The people we know have that blood are Dany and Jon. It has to be the right drop/gene as well, which is why Targaryens and other Dragonlords only intermarried between each other. Outside of the main line there are...
- The descendants of Rhaelle (Maester Aemon's niece/Aegon V's youngest child)... her grandson Stannis, great-granddaughter Shireen, and great-grandbastards of Robert.
- Tyrion is a possibility, per A World of Ice and Fire's hints that he could be a bastard of the Mad King.
All the others are people we have not heard of or who are descendants of people further back, like the Martells through the original Daenerys (but the middle son of Doran was burned alive by a dragon in the books).
"Aegon" is also a possibility if he is a Blackfyre or Brightflame, but since it looks like he's cut from the show I consider this unlikely.
Whatever happened to him in the show?
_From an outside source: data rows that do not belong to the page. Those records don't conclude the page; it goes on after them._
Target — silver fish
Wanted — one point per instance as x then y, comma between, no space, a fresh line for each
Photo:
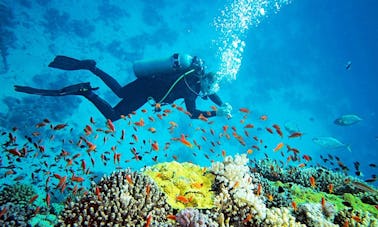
330,143
348,119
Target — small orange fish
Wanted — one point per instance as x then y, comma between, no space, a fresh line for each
185,142
330,188
140,122
307,157
152,129
148,189
148,220
98,193
278,147
32,199
259,189
110,125
269,130
77,179
244,110
294,205
48,199
295,135
59,126
203,118
248,218
249,126
3,211
15,151
356,218
129,179
323,202
155,146
182,199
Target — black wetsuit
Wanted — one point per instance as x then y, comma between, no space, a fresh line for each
136,94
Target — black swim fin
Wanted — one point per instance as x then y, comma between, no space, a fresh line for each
77,89
68,63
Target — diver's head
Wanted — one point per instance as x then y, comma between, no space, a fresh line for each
209,83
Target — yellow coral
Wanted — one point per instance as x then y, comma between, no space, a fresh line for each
185,184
He was at StormsEnd with Stannis and Melisandre, right? then what?
He's still rowing his boat. As we saw in the last episode, they don't row very fast there.
Question since you brought up Gendry- does Gendry know how to work Valerian steel? I know he's a blacksmith but I can't remember if that was ever mentioned.
Edited to add- Davos set him free so he wouldn't burn, and put him in a boat to row back to the mainland.
Tyrion and Sansa never consummated their marriage and now she's married to Ramsay which was, unfortunately, consummated. If Ramsay dies does she go back to being a Lannister or has that whole marriage become illegitimate because she's had a husband since then?
Maybe Tyrion and Sansa learn to get along and rule the north together.
Tyrion and Sansa never consummated their marriage and now she's married to Ramsay which was, unfortunately, consummated. If Ramsay dies does she go back to being a Lannister or has that whole marriage become illegitimate because she's had a husband since then?
Maybe Tyrion and Sansa learn to get along and rule the north together.
Well hopefully Ramsay meets a bitter and painful end and then Sansa can be a widow who can be free to marry someone else. Hopefully not Littlefinger.